The data was collected from the ERP-system to an Excel file, in which the data
regarding the 10 items most frequently delivered was picked out, and then remade
into a comma separated file (.csv) in order to facilitate the data handling in Python.
3.2 Data preprocessing
To be able to use the data in a prediction model, it first needs to be preprocessed and
structured in a correct way. To successfully use algorithms to draw conclusions from
large sets of data, one key point is the quality of the data. The data needs to be
complete, up to date, and without errors, which collected data rarely is (Davidson and
Tayi, 2009).
Modern databases, many of huge sizes, often include noisy and missing data that
originate from multiple different sources (Jiawei Han et al., 2012). Data quality can be
described as the accuracy, completeness, consistency, timeliness, believability and
interpretability of the data (Jiawei Han et al., 2012). To help improve the data quality
and substantially improve the quality of the results, there are a few techniques of data
preprocessing that can be used.
Completeness is one key part of data quality, and one that often needs to be properly
addressed since missing values are a common issue with large datasets. A missing
value is when an observation, or tuple, doesn’t have values for each of the attributes.

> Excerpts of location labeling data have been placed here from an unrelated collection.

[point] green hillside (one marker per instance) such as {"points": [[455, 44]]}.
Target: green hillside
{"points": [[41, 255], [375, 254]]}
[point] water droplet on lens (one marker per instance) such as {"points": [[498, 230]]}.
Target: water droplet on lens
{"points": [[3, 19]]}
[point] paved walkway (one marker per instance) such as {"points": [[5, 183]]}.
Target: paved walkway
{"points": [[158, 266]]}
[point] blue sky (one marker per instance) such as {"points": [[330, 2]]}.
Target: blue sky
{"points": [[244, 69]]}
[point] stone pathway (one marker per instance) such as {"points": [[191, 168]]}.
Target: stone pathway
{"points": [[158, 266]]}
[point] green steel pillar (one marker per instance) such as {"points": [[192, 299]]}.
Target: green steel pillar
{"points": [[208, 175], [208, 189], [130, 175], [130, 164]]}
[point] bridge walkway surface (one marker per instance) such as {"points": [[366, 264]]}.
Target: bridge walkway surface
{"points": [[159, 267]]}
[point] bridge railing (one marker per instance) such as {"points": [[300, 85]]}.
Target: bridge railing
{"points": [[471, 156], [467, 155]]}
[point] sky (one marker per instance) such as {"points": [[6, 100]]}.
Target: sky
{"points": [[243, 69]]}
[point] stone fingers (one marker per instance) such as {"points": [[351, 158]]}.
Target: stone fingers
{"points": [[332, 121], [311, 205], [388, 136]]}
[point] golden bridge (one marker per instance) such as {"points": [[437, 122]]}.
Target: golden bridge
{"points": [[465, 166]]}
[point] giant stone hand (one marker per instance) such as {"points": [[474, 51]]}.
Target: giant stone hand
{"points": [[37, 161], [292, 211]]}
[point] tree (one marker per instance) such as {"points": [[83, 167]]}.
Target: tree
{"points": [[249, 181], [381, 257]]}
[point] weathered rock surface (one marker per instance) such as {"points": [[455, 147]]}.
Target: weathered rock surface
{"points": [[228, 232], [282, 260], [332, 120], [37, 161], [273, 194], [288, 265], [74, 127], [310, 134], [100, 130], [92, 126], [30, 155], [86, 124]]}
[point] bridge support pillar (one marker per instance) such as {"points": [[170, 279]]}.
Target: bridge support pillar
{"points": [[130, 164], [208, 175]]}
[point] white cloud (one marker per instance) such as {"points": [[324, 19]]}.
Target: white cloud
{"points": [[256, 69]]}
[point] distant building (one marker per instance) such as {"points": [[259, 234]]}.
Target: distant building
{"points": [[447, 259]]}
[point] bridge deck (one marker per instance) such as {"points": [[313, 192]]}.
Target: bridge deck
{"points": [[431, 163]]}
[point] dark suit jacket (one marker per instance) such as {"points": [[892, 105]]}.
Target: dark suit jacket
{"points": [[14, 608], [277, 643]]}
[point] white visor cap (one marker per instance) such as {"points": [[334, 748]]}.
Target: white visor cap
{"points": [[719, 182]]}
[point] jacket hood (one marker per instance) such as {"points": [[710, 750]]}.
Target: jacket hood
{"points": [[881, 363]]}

The reason why a tuple lack values for each attribute can be a technical issue, but also
that the system gathering the data is constructed in a way that creates missing values.
A few different techniques to deal with this problem exists, among them is simply to
remove the tuple, to use a global constant to fill in the missing value, or to fill in the
mean or median value for that particular attribute.
All these techniques come with drawbacks, as ignoring the tuple decreases the size of
the data and possibly affect the quality of the results. Using a constant for all missing
values, or using the mean or median value produces a bias in the data and can
therefore also reduce the quality of the results (Jiawei Han et al., 2012).
22
In this study there were one attribute that many of the tuples were missing data for,
which was due to how the system is constructed. These missing values are actually 0
and were thus replaced with 0.
Binning is a data preprocessing technique to smooth data and can be used to reduce
the numbers of distinct values that an attribute can be (Jiawei Han et al., 2012). In this
study all the orders gathered from the ERP-system includes information about when
the order was placed and when it was scheduled for delivery and other scheduling
information. All these were in a year-month-day format, which creates many different
possible combinations over a two-year period. Here binning was used to reduce the
numbers of possible values, and to better visualize any monthly effects. All dates were
formatted as just month.
One of the attributes in the dataset had all its values formatted as text, so these were
transformed into numbers instead to ease the handling and loading of the data.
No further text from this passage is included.